Sour Beer: A 101 from Lauren Woods Limbach - Imbibe Magazine Subscribe + Save

Sour Beer: A 101 from Lauren Woods Limbach

Trying to describe sour beer to someone who’s never had one before can feel a bit like crawling through mud. In terms of flavor, comparisons to wine and cider can sometimes work, with an emphasis on the beer’s amped-up acidity. But as the range of sour beers continues to expand, it’s not just newcomers who are trying to understand what makes a sour, well, sour. American brewers everywhere are making acidic beers of all colors and ABVs, stretching with each fruit and yeast strain to achieve that piquant ping we’ve come to know and love from the style. And that experimentation means that when it comes to the technical nitty-gritty of what makes a sour beer sour, the conversation can quickly stall. “Sours were so specific to such a small region that for hundreds of years that it was an easy to compartmentalize those two words—sour and beer—being together,” says Lauren Woods LimbachNew Belgium Brewing’s wood cellar director and blender. Now, she adds, “sour” has become a blanket term to cover any kind of beer that tastes sour, and that can be confusing.

To address this, Woods Limbach and other breweries known for their sour-style programs (such as Allagash, Jester King, Breakside, Rare Barrel, Side Project and more), have put together a wild ale and sour guild with the goal of finding common ground among these beers and the brewers who make them. “Everyone says we need to educate the consumer, but we’re all talking about our own processes, so we realized we need to get together and hash it out,” she says. “We need to have a lexicon and language that we all agree upon, so we can say ‘This is right, and this is good, and this is how we talk about it.’ “

The group met at this year’s Great American Beer Festival, and they will continue the conversation as time goes on. Meanwhile, drinkers looking to fully understand what constitutes a sour beer can look to where it all started: the German and Belgian beers that launched the “sour” category as it stands today. To make sense of it all, we asked Woods Limbach to walk us through these historic styles.


Brewed in and around Brussels, lambics are made with a substantial percentage of unmalted wheat and aged hops. These beers undergo spontaneous fermentation, which means the wort is left open to the air so natural and wild yeasts inoculate the batch instead of yeasts selected by the brewers. This creates a pleasing funky quality in addition to the typical “sour-ness.” Young Lambic, Gueuze and Fruit Lambics are also variations of the traditional Lambic.

Flanders Red/Oud Bruin

Made in the Flanders region of Belgium, Flanders Reds and Oud Bruins are aged in oak barrels.

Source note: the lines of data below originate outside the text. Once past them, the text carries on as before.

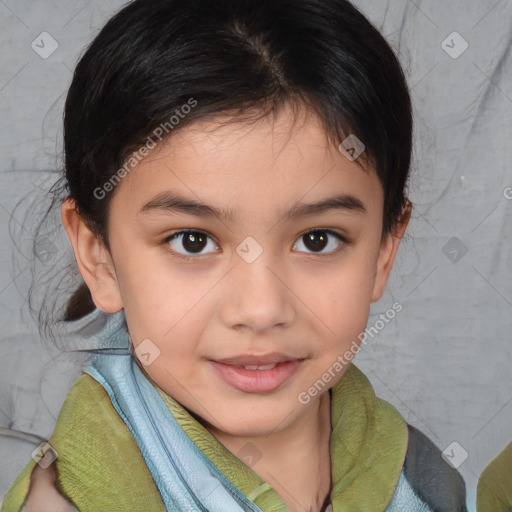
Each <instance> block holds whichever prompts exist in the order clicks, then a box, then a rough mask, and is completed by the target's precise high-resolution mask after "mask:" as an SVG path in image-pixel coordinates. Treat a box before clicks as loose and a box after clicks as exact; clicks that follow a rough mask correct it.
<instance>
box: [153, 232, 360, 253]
mask: <svg viewBox="0 0 512 512" xmlns="http://www.w3.org/2000/svg"><path fill="white" fill-rule="evenodd" d="M317 232H322V233H327V234H328V235H333V236H334V237H336V238H337V239H338V240H339V241H340V242H342V245H341V247H338V248H337V249H335V250H334V251H331V252H328V253H315V252H309V253H306V254H313V255H315V254H316V255H319V256H322V255H323V256H325V257H328V256H332V255H334V254H337V253H338V252H339V251H340V250H341V249H342V248H343V246H344V245H347V244H349V243H350V241H349V240H348V239H347V238H346V237H345V236H343V235H342V234H341V233H338V232H337V231H334V230H333V229H329V228H314V229H310V230H309V231H305V232H304V233H302V234H301V235H299V237H298V238H297V240H300V239H301V238H302V237H304V236H306V235H307V234H309V233H317ZM187 233H200V234H202V235H205V236H206V237H208V238H209V239H211V240H213V241H214V242H215V240H214V239H213V237H211V236H210V235H209V234H208V233H206V232H205V231H201V230H199V229H184V230H181V231H176V232H175V233H173V234H172V235H169V236H168V237H166V238H165V239H164V240H163V242H162V243H163V244H164V245H165V246H166V250H167V251H168V252H169V253H170V254H171V255H172V256H175V257H177V258H181V259H184V260H186V261H191V260H197V259H200V258H201V256H205V255H204V254H197V255H195V256H186V255H184V254H180V253H178V252H176V251H174V250H172V249H171V248H170V247H169V246H168V244H169V242H170V241H171V240H174V239H175V238H178V237H179V236H180V235H185V234H187ZM215 244H216V245H217V243H216V242H215ZM301 252H303V251H301ZM207 254H208V253H207Z"/></svg>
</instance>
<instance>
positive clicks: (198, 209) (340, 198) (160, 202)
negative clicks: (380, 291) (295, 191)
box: [139, 192, 367, 222]
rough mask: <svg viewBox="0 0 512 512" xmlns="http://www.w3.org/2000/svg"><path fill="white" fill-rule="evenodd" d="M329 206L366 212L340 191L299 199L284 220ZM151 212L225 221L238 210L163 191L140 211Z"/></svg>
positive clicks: (282, 216) (319, 213)
mask: <svg viewBox="0 0 512 512" xmlns="http://www.w3.org/2000/svg"><path fill="white" fill-rule="evenodd" d="M330 210H341V211H349V212H354V213H358V214H364V213H366V212H367V210H366V207H365V205H364V204H363V202H362V201H361V200H360V199H358V198H357V197H355V196H353V195H350V194H341V195H337V196H334V197H329V198H326V199H322V200H321V201H318V202H316V203H296V204H295V205H293V206H292V207H291V208H290V209H289V210H287V211H286V212H284V214H283V215H282V217H283V220H295V219H298V218H302V217H310V216H313V215H320V214H322V213H326V212H328V211H330ZM151 212H162V213H184V214H186V215H195V216H197V217H217V218H219V219H221V220H223V221H226V222H233V221H235V220H236V218H237V213H236V210H233V209H232V208H224V207H216V206H212V205H208V204H204V203H200V202H197V201H195V200H193V199H190V198H186V197H183V196H180V195H178V194H175V193H170V192H162V193H160V194H158V195H157V196H155V197H154V198H153V199H151V200H150V201H148V202H147V203H145V204H144V206H143V207H142V208H141V209H140V210H139V213H143V214H147V213H151Z"/></svg>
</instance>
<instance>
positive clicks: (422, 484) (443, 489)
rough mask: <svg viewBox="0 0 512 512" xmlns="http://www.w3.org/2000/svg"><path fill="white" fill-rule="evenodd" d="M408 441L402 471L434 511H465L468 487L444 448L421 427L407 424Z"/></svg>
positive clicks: (410, 483)
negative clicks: (446, 453) (433, 438)
mask: <svg viewBox="0 0 512 512" xmlns="http://www.w3.org/2000/svg"><path fill="white" fill-rule="evenodd" d="M407 429H408V431H409V441H408V445H407V453H406V456H405V461H404V468H403V474H404V476H405V478H406V479H407V481H408V483H409V484H410V486H411V487H412V489H413V490H414V492H415V493H416V494H417V496H418V497H419V498H421V499H422V500H423V501H424V502H425V503H426V504H427V505H428V506H429V507H430V508H431V509H432V510H433V511H434V512H445V511H446V512H466V511H467V509H466V486H465V483H464V480H463V479H462V476H461V475H460V473H459V472H458V471H457V470H456V469H455V468H453V467H452V466H451V465H450V464H448V463H447V462H446V461H445V460H444V458H443V456H442V453H441V450H440V449H439V448H438V447H437V446H436V445H435V444H434V443H433V442H432V441H431V440H430V439H429V438H428V437H427V436H426V435H425V434H423V433H422V432H421V431H420V430H418V429H417V428H415V427H413V426H412V425H409V424H408V425H407Z"/></svg>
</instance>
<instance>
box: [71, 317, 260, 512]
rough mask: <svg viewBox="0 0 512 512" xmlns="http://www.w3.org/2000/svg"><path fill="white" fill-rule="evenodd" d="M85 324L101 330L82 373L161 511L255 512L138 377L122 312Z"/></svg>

The final product is a blend of old and young batches to strike a fine balance (more details here). There can be different techniques used to make each variation of Flanders beer, but at the end of the day, reds are made in West Flanders and often have a bright, fruity characteristics while Oud Bruins are made in East Flanders and typically have a darker more caramel-like flavor from the malts. Woods Limbach calls both easy-to-drink table beers. “They have more of a vinegar-like note that’s acceptable in the Belgian style and they can even be back-sweetened.”


“Light and refreshing and notoriously low in alcohol, Berliner-Weisse are known to have a singular bright lactic, lemony flavor,” says Woods Limbach. Hailing from Germany, the beers are made with wheat (which gives them an oftentimes hazy appearance) and barley and usually spiked with Lactobacillus for the sour personality.


Similar to Berliner-Weisse in that they are normally made with both wheat and barley and low in alcohol, Gose also have salt and sometimes coriander in the recipe, though the latter is a point of contention for Woods Limbach. “Gose has this reputation for being really salty, too, but I think the actual salt flavor is something that happened in America. I think [the Germans] were using it to play off that to sweeten up sour, but I don’t think you’re supposed to actually put salt in the beer.”


A grab bag; an exciting and sometimes confusing land-rush where everything and anything goes. “You could spontaneously ferment your beer, take your beer and put it into a barrel to make a mixed-culture sour beer, take a beer and isolate lactobacillus, create lots of it in stainless, pitch it into a beer and have a sour. Or you could leave your beer in the lauter overnight and start to create sour,” Woods Limbach says.